Identify and Help Troubled Kids Early on to Get Back on Track
Law enforcement is doing a good job addressing juvenile crime and making sure offending juveniles are taken off the streets – almost 45,000 juveniles get arrested every year. The most dangerous of these young people are put behind bars.
The problem – a problem with disastrous consequences for public safety — is that police officers and sheriffs find themselves continually arresting the same kid again and again. Our state’s attorneys are forced to prosecute the same kid again and again. About 3,000 juveniles are committed to a state facility every year and, after they are released, 73% of them are arrested again within two years. Forty-eight per cent of them wind up right behind those same bars within three years.
These extraordinarily high rates of re-offending indicate that troubled kids with mental health problems are not being properly identified and treated; our secure corrections facilities are not effectively counter-acting and correcting criminal behavior; and that kids who serve time are not being adequately monitored with proven interventions when they return to their communities.
The good news is that there are many innovative, proven, evidence-based approaches that, if implemented well, will reduce re-arrests of juveniles, increase public safety, and save money. 2013 (FY14) Policy Recommendations:
A. Implement strategies in the Department of Juvenile Justice that will reduce recidivism among juvenile offenders. Specifically, allocate the resources necessary for the Department of Juvenile Justice to achieve a robust system of after care services and supervision. The current system has been crippled by a lack of the resources necessary to assess, develop, and carry out an after-care plan for every youth exiting secure facilities. This needs to be addressed in a comprehensive evidenced based manner if Illinois is serious about reducing recidivism among juvenile offenders.

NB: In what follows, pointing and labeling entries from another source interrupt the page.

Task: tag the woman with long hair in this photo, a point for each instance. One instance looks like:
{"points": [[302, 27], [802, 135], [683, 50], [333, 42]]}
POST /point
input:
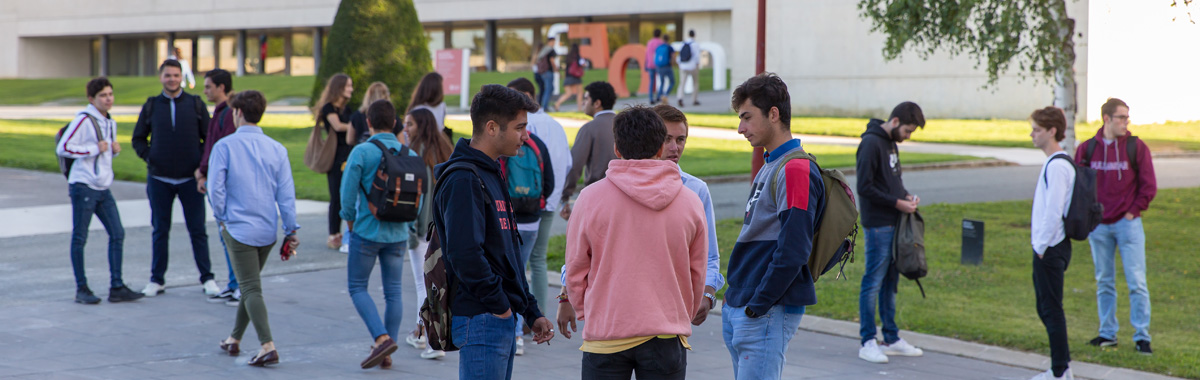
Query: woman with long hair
{"points": [[333, 114], [435, 148], [574, 82]]}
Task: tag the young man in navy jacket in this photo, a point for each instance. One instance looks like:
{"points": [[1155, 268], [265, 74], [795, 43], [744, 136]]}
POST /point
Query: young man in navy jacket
{"points": [[478, 231]]}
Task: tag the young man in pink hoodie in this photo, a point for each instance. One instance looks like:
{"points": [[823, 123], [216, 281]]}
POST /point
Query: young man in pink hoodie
{"points": [[612, 261]]}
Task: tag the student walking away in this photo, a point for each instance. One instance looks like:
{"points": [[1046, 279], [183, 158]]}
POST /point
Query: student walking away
{"points": [[593, 142], [1051, 248], [333, 115], [433, 148], [376, 233], [169, 136], [667, 247], [89, 142], [477, 228], [1126, 185], [768, 275], [882, 199], [251, 188], [689, 66]]}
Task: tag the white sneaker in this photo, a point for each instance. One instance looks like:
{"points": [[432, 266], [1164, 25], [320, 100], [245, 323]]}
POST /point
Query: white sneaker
{"points": [[871, 353], [153, 289], [901, 348]]}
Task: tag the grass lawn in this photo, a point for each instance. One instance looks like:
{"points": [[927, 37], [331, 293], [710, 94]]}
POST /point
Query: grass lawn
{"points": [[994, 303]]}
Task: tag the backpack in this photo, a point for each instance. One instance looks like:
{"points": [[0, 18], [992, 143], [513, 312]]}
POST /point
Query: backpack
{"points": [[837, 224], [65, 163], [1085, 211], [397, 187], [909, 248]]}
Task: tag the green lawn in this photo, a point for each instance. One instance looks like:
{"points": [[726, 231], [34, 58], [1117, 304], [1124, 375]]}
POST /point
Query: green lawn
{"points": [[994, 302]]}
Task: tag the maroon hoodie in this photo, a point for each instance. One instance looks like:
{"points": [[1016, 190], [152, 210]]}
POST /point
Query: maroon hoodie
{"points": [[1119, 187]]}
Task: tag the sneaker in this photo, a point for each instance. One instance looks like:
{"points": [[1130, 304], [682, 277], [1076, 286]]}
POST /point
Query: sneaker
{"points": [[1143, 348], [1103, 342], [123, 294], [871, 353], [901, 348], [153, 289], [84, 295]]}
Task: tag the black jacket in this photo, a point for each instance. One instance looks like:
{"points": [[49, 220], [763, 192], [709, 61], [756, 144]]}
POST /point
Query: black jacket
{"points": [[172, 150], [879, 176]]}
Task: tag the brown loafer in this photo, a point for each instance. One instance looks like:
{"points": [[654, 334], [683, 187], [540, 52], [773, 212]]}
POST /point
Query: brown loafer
{"points": [[271, 357]]}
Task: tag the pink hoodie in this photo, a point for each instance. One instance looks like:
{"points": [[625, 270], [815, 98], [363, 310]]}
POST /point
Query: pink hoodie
{"points": [[636, 251]]}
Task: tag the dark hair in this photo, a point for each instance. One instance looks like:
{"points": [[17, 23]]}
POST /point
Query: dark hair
{"points": [[221, 78], [1051, 118], [382, 115], [498, 103], [429, 91], [910, 114], [171, 64], [766, 90], [604, 92], [251, 103], [639, 132], [96, 85]]}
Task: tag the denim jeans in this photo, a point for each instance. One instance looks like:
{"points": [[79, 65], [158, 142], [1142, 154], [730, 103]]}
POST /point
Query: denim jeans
{"points": [[360, 261], [486, 345], [87, 201], [1129, 237], [879, 284], [162, 200], [759, 345]]}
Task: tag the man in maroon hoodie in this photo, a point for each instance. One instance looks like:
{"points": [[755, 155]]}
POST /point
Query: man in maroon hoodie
{"points": [[1126, 185]]}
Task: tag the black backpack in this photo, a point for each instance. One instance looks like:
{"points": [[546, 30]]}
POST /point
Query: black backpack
{"points": [[1085, 211], [397, 187]]}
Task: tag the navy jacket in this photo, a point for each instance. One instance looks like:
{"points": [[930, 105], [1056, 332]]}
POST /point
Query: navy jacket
{"points": [[479, 237]]}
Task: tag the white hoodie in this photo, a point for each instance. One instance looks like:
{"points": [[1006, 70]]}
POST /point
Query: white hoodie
{"points": [[79, 142]]}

B. Support community-based interventions with troubled youth. There are a number of community-based interventions that we believe deserve continued funding in FY 2014. Along with well-run high security youth centers, effective community-based interventions are essential if we are to turn the lives of troubled youth around. Redeploy Illinois is a promising strategy to use fiscal incentives to encourage counties to use a small portion of the state dollars currently spent on expensive corrections beds to build local continuums of care and accountability for youth in the juvenile justice system. We support at least maintaining funding for Redeploy as we look forward to expansion into more of the many counties which are not able to participate.